Reading the standards you discover that there is a whole lot of
letters you never dreamt of, but still there is something common.
(I'm only talking latin letters, but it applies to Greek and Cyrllian
as well.) With some few exceptions it is the same letters that 
reappears, they are just modified in some ways. They have accents,
cedillas, ring, dots, strokes etc. Thus, many are combinations of
two or more characters.
  
The standards is an attempt to satisfy the requirements for the
different languages by assigning each combination an integer
value. But isn't a character a more complicated data type
than just a simple enumeration type? In some languages the
combination may constitute a new letter ("a" with ring and dots,
"o" with dots in Swedish), in other you can apply accents and
other signs without affecting the sorting. (E.g. French, Italian)
  I think that the simple represenatation for charcters is completely
due the dominating position of the English language in the computer
world.

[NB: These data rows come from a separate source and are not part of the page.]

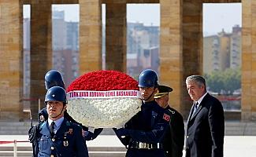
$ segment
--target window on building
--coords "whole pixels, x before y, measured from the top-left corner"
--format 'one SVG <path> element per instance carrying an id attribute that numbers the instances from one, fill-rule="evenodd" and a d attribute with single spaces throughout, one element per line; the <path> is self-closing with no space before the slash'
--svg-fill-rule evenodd
<path id="1" fill-rule="evenodd" d="M 66 86 L 79 74 L 79 5 L 52 5 L 53 68 Z"/>
<path id="2" fill-rule="evenodd" d="M 159 4 L 127 5 L 127 73 L 135 79 L 139 73 L 159 67 Z"/>
<path id="3" fill-rule="evenodd" d="M 241 3 L 203 4 L 203 74 L 225 111 L 241 108 Z"/>

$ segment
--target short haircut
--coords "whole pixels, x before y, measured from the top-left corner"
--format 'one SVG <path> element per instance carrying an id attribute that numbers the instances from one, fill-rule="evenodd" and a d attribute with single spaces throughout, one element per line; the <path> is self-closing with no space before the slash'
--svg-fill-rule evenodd
<path id="1" fill-rule="evenodd" d="M 201 75 L 191 75 L 187 76 L 186 78 L 186 83 L 192 82 L 198 85 L 199 86 L 205 86 L 205 89 L 206 90 L 206 79 L 201 76 Z"/>

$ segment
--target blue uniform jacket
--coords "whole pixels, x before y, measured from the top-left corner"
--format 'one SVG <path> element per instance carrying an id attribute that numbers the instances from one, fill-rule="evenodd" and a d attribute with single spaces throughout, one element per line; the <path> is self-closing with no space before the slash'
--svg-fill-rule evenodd
<path id="1" fill-rule="evenodd" d="M 64 119 L 61 127 L 54 137 L 50 133 L 47 121 L 40 128 L 38 138 L 38 156 L 88 157 L 85 141 L 82 137 L 82 129 L 76 124 Z"/>
<path id="2" fill-rule="evenodd" d="M 126 124 L 124 129 L 115 130 L 121 141 L 128 146 L 130 142 L 162 143 L 169 127 L 169 115 L 155 101 L 142 104 L 141 111 Z M 124 137 L 125 136 L 125 137 Z M 165 156 L 163 149 L 137 149 L 128 147 L 126 156 Z"/>

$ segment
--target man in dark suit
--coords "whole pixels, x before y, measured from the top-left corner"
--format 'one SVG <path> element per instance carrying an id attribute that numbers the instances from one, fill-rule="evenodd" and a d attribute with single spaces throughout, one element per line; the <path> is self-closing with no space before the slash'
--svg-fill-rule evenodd
<path id="1" fill-rule="evenodd" d="M 169 93 L 173 89 L 165 86 L 158 87 L 158 93 L 154 94 L 155 101 L 165 108 L 170 115 L 169 127 L 165 133 L 163 148 L 166 157 L 182 157 L 184 144 L 184 123 L 183 117 L 168 104 Z"/>
<path id="2" fill-rule="evenodd" d="M 221 103 L 206 91 L 200 75 L 188 76 L 187 89 L 194 104 L 186 129 L 186 157 L 223 157 L 224 118 Z"/>

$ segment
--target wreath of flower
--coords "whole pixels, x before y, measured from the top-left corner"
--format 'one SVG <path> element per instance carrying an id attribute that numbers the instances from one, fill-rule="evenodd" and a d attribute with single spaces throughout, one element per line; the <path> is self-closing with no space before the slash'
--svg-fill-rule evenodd
<path id="1" fill-rule="evenodd" d="M 88 127 L 121 127 L 140 111 L 138 82 L 117 71 L 84 74 L 67 93 L 69 114 Z"/>

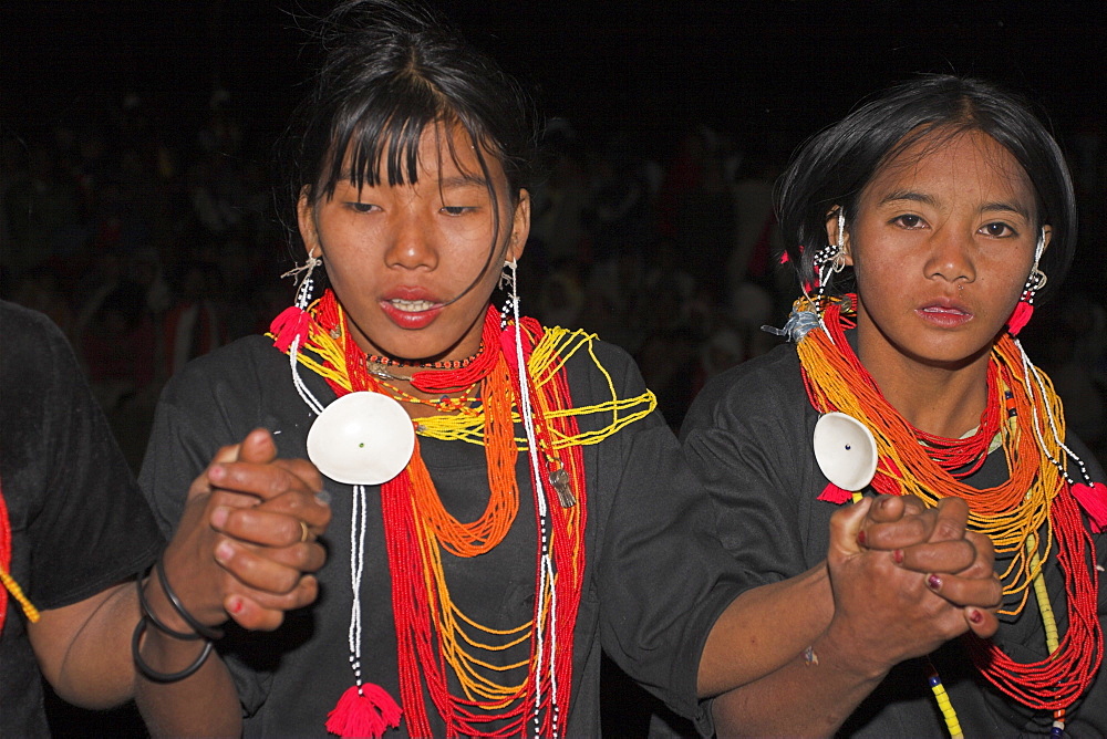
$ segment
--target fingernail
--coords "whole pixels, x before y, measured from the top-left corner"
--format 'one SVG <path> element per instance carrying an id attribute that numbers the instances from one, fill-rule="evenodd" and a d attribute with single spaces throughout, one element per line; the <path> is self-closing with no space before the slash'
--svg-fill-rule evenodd
<path id="1" fill-rule="evenodd" d="M 217 562 L 227 562 L 235 555 L 235 548 L 228 541 L 220 541 L 215 548 L 215 559 Z"/>
<path id="2" fill-rule="evenodd" d="M 228 511 L 225 507 L 220 506 L 219 508 L 211 511 L 211 525 L 214 525 L 216 529 L 221 529 L 223 527 L 227 525 L 227 518 L 229 516 L 230 511 Z"/>

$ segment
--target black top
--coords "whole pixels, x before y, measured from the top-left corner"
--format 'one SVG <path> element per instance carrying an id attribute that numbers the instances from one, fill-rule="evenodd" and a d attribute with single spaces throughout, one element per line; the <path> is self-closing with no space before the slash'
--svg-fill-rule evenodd
<path id="1" fill-rule="evenodd" d="M 724 545 L 758 584 L 797 575 L 826 558 L 830 516 L 838 506 L 817 500 L 827 486 L 811 438 L 818 412 L 811 407 L 794 345 L 775 348 L 730 370 L 703 389 L 682 429 L 685 455 L 717 509 Z M 1068 440 L 1096 480 L 1104 473 L 1083 445 Z M 1074 466 L 1075 467 L 1075 466 Z M 1075 470 L 1074 470 L 1075 471 Z M 964 481 L 993 487 L 1006 478 L 1002 451 Z M 871 489 L 868 490 L 871 493 Z M 1107 563 L 1107 534 L 1094 535 L 1096 559 Z M 996 570 L 1005 560 L 996 561 Z M 1055 558 L 1045 568 L 1049 602 L 1065 633 L 1065 596 Z M 1099 621 L 1107 621 L 1107 586 L 1099 590 Z M 1012 658 L 1028 663 L 1046 656 L 1045 636 L 1033 595 L 1018 617 L 1001 620 L 995 642 Z M 1053 717 L 1008 700 L 975 670 L 960 641 L 931 659 L 969 737 L 1048 735 Z M 944 737 L 946 730 L 921 660 L 896 667 L 840 729 L 856 737 Z M 1068 714 L 1066 732 L 1107 733 L 1107 678 Z"/>
<path id="2" fill-rule="evenodd" d="M 593 350 L 618 397 L 643 391 L 638 368 L 624 352 L 600 342 Z M 610 399 L 608 379 L 587 351 L 577 352 L 567 366 L 575 406 Z M 333 399 L 321 377 L 302 368 L 300 375 L 324 405 Z M 180 513 L 182 483 L 218 446 L 260 426 L 272 430 L 280 456 L 306 457 L 313 418 L 292 385 L 288 357 L 270 340 L 247 337 L 189 364 L 165 391 L 141 477 L 163 527 L 168 531 Z M 600 428 L 610 419 L 610 412 L 580 417 L 580 430 Z M 516 434 L 523 436 L 521 427 Z M 428 438 L 421 438 L 420 445 L 446 509 L 458 520 L 476 519 L 488 498 L 484 447 Z M 742 590 L 730 575 L 733 561 L 714 535 L 706 496 L 656 413 L 583 447 L 583 454 L 589 507 L 586 572 L 565 731 L 568 736 L 600 731 L 601 645 L 674 710 L 692 715 L 697 709 L 696 668 L 707 632 Z M 478 558 L 442 555 L 455 602 L 490 626 L 517 626 L 531 617 L 537 549 L 525 457 L 520 452 L 517 466 L 519 513 L 503 543 Z M 325 736 L 328 711 L 353 684 L 346 643 L 351 487 L 327 480 L 325 488 L 332 495 L 333 520 L 323 538 L 329 560 L 319 573 L 319 601 L 291 614 L 275 633 L 237 634 L 219 645 L 235 674 L 247 735 Z M 399 700 L 379 495 L 379 488 L 369 489 L 362 664 L 366 681 L 383 686 Z M 432 730 L 441 735 L 442 724 L 430 700 L 427 714 Z M 406 731 L 401 725 L 395 733 Z"/>
<path id="3" fill-rule="evenodd" d="M 11 574 L 40 611 L 58 608 L 133 576 L 163 541 L 61 331 L 0 302 L 0 336 Z M 0 634 L 0 736 L 49 736 L 27 622 L 11 597 Z"/>

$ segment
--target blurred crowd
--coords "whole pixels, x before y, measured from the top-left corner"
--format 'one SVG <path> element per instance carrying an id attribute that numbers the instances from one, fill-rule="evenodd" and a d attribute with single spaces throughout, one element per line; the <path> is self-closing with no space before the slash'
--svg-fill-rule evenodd
<path id="1" fill-rule="evenodd" d="M 163 129 L 131 96 L 0 140 L 0 296 L 66 332 L 135 467 L 165 379 L 266 331 L 292 299 L 271 137 L 229 100 L 217 91 L 190 131 Z M 525 312 L 633 354 L 679 427 L 704 382 L 780 341 L 762 326 L 783 325 L 797 287 L 774 258 L 773 184 L 796 142 L 700 123 L 669 138 L 646 152 L 632 133 L 590 140 L 551 121 L 519 280 Z M 1080 251 L 1024 343 L 1105 458 L 1103 131 L 1083 125 L 1066 142 Z"/>

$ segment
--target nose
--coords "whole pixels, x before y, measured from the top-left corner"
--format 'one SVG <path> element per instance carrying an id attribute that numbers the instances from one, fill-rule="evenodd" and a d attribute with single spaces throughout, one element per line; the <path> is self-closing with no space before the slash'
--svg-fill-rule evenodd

If computers had been invented in France the problem would
have been solved. (And if they had been Swedish, Englishmen would
have to accept "v" and "w" being equivalent.)
  The conclusion is that a more sofisticated approach muct be taken.
However, I must admit that I do not have any bright proposals right
now, yet think of it!-- 

Erland Sommarskog       
ENEA Data, Stockholm    
sommar@enea.UUCP